Below we list some common library preparation kits and their corresponding parameters in different tools. Is your kit missing from the list? If you have the data generated with that kit and ﬁgure out the library type, please let us know too, so we can add that kit to the list below.
Information regarding the strand is not conserved (it is lost during the ampliﬁcation of the mRNA fragments).
- TruSeq RNA Sample Prep kit
- HISAT2 / TopHat / Cufﬂinks / Cuffdiff: library-type fr-unstranded
- HTSeq: stranded -- no
Directional, ﬁrst strand:
The second read (read 2) is from the original RNA strand/template, ﬁrst read (read 1) is from the opposite strand. The information of the strand is preserved as the original RNA strand is degradated due to the dUTPs incorporated in the second synthesis step.
- All dUTP methods, NSR, NNSR
- TruSeq Stranded Total RNA Sample Prep Kit
- TruSeq Stranded mRNA Sample Prep Kit
- NEB Ultra Directional RNA Library Prep Kit
- Agilent SureSelect Strand-Speciﬁc
- HISAT2 / TopHat / Cufﬂinks / Cuffdiff: library-type fr-ﬁrst (
- strand HTSeq: stranded -- reverse (
featurecount -s 2)
Directional, second strand:
The ﬁrst read (read 1) is from the original RNA strand/template, second read (read 2) is from the opposite strand. The directionality is preserved, as different adapters are ligated to different ends of the fragment.
- Directional Illumina (Ligation), Standard SOLiD
- ScriptSeq v2 RNA-Seq Library Preparation Kit (ribo-seq)

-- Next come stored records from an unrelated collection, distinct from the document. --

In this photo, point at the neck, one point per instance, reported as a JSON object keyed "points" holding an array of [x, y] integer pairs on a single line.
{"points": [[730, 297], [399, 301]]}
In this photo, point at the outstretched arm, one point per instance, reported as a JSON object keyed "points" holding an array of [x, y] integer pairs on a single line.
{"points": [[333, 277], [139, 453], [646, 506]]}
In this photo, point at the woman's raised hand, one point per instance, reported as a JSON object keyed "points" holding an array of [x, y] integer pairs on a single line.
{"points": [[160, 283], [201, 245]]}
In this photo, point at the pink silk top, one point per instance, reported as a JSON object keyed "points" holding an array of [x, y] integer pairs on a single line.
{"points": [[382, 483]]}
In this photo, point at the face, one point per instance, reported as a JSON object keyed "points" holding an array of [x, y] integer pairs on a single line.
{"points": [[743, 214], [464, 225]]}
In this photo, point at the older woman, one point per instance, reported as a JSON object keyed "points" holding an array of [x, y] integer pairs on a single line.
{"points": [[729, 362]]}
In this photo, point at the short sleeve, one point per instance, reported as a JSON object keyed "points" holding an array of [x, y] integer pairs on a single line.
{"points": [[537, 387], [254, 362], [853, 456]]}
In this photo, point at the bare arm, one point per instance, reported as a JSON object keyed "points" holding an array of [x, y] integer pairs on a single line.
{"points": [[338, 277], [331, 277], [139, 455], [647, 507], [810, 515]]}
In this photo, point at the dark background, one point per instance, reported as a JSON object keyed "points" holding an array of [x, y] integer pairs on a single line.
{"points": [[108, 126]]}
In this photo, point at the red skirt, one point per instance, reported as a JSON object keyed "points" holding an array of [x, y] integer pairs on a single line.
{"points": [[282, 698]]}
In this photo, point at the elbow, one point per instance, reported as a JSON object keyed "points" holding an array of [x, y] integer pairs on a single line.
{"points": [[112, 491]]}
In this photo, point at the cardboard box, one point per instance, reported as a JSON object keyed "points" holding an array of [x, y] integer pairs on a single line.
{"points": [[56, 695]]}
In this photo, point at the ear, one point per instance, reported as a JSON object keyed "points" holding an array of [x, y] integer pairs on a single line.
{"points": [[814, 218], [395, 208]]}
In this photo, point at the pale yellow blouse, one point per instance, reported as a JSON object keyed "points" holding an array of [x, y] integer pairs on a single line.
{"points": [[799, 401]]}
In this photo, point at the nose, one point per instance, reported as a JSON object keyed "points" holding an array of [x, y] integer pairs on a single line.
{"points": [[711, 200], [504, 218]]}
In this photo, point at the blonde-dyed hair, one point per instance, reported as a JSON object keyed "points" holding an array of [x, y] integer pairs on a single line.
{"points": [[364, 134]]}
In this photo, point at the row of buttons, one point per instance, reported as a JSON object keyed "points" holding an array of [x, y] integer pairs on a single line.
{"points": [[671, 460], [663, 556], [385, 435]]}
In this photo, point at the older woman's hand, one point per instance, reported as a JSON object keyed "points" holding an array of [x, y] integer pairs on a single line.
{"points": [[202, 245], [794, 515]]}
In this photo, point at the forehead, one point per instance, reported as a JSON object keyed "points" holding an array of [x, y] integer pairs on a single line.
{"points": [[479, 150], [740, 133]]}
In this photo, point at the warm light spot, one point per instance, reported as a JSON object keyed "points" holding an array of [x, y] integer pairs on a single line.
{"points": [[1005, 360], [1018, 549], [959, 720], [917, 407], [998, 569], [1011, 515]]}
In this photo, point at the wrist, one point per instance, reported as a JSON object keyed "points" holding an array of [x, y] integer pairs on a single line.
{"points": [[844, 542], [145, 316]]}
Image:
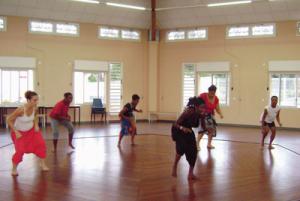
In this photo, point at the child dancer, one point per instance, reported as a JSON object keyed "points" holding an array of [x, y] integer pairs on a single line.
{"points": [[268, 117], [25, 132], [128, 125]]}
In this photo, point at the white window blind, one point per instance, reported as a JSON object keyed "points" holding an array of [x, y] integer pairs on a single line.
{"points": [[2, 23], [188, 82], [115, 87]]}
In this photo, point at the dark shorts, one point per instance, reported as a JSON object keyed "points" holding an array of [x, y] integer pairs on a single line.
{"points": [[208, 123], [125, 127], [270, 125]]}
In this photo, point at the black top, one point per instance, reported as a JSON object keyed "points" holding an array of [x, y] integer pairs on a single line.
{"points": [[189, 118], [129, 111]]}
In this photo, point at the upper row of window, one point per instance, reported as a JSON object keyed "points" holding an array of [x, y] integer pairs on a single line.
{"points": [[72, 29]]}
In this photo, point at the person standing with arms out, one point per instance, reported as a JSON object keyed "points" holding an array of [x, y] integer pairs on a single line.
{"points": [[59, 116], [271, 112], [184, 137], [209, 123], [128, 125], [25, 132]]}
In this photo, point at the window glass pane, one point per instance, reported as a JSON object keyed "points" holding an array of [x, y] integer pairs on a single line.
{"points": [[197, 34], [238, 31], [6, 89], [78, 87], [204, 82], [90, 87], [135, 35], [36, 26], [102, 87], [288, 90], [176, 35], [71, 29], [221, 82], [261, 30], [275, 85], [188, 83], [2, 23], [109, 33], [23, 84]]}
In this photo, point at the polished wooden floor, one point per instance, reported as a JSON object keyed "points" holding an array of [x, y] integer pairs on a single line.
{"points": [[237, 170]]}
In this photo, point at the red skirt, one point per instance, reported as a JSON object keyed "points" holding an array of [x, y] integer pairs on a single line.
{"points": [[31, 142]]}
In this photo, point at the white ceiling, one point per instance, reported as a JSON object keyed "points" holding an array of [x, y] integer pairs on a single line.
{"points": [[258, 11]]}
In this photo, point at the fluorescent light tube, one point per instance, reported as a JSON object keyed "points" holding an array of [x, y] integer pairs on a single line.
{"points": [[125, 6], [88, 1], [228, 3]]}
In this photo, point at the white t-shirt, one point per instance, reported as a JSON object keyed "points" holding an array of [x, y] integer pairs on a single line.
{"points": [[272, 113]]}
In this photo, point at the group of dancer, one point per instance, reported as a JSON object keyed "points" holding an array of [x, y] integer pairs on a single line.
{"points": [[199, 113]]}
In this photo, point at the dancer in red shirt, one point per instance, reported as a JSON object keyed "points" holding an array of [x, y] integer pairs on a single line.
{"points": [[59, 115], [209, 123]]}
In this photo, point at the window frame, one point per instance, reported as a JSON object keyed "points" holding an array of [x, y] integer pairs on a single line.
{"points": [[297, 74], [92, 72], [4, 24], [17, 69], [54, 30], [119, 38], [106, 37], [250, 31], [107, 88], [186, 35], [66, 34]]}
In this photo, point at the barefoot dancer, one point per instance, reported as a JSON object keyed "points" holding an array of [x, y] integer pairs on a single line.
{"points": [[25, 132], [270, 113], [128, 125], [211, 104], [184, 136], [59, 115]]}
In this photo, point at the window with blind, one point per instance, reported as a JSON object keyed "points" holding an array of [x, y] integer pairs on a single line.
{"points": [[188, 82], [14, 83], [287, 87], [115, 87], [89, 85]]}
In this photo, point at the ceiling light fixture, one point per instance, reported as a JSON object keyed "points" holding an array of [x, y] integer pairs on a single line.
{"points": [[228, 3], [125, 6], [88, 1]]}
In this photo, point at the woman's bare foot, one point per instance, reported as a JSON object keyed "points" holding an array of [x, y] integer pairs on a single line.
{"points": [[44, 168], [71, 145], [192, 177], [210, 147], [14, 172], [271, 147], [174, 172]]}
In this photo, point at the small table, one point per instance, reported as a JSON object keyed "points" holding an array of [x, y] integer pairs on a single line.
{"points": [[74, 107], [154, 113]]}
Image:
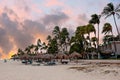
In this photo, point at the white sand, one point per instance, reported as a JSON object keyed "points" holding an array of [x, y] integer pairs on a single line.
{"points": [[13, 70]]}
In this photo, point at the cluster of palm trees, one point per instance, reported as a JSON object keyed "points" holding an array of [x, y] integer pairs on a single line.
{"points": [[81, 41]]}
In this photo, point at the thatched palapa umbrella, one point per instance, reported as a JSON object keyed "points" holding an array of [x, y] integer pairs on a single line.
{"points": [[61, 56], [75, 55]]}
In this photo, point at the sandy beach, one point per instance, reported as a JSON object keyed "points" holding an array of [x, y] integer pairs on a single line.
{"points": [[84, 70]]}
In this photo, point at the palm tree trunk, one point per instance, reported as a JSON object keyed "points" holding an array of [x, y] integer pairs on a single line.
{"points": [[114, 46], [98, 43], [116, 27]]}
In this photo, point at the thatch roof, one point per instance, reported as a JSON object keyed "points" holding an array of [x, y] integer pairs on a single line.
{"points": [[61, 56], [75, 55]]}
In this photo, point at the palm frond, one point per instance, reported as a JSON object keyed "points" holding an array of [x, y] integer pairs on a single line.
{"points": [[108, 15], [118, 15], [118, 7]]}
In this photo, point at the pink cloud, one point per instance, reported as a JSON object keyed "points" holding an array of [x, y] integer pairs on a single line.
{"points": [[50, 3]]}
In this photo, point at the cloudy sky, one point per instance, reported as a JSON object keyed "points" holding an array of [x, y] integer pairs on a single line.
{"points": [[22, 22]]}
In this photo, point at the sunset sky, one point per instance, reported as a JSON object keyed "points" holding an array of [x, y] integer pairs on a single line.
{"points": [[22, 22]]}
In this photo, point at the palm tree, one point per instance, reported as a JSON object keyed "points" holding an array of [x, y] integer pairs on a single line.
{"points": [[64, 38], [111, 10], [90, 28], [96, 20], [107, 28]]}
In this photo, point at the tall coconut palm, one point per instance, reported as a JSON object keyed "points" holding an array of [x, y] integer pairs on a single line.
{"points": [[111, 10], [90, 28], [64, 38], [56, 32], [107, 28], [96, 20]]}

- SMARTer Stranded Total RNA
- Encore Complete RNA-Seq Library Systems
- NuGEN SoLo
- HISAT2 / TopHat / Cufﬂinks / Cuffdiff: library-type fr-secondstrand (
- HTSeq: stranded -- yes (
featurecount -s 1)
Note also that the --fr/--rf/--ff or "Order of mates to align" parameter in Bowtie has similar sounding parameter options: [--fr: "Forward/reverse", --rf: "Reverse/Forward", --ff: "Forward/forward"]. However, these parameters are a bit different story, as they explain how the paired end reads are oriented towards each other (-> <-, -> -> or <- ->). The default (--fr, -> <-) is appropriate for Illumina's paired-end reads: it means that read 1 appears upstream of the reverse complement of read 2, or vice versa. When running TopHat, the library-type parameter is delivered to Bowtie, so the user doesn't have to worry about that too much.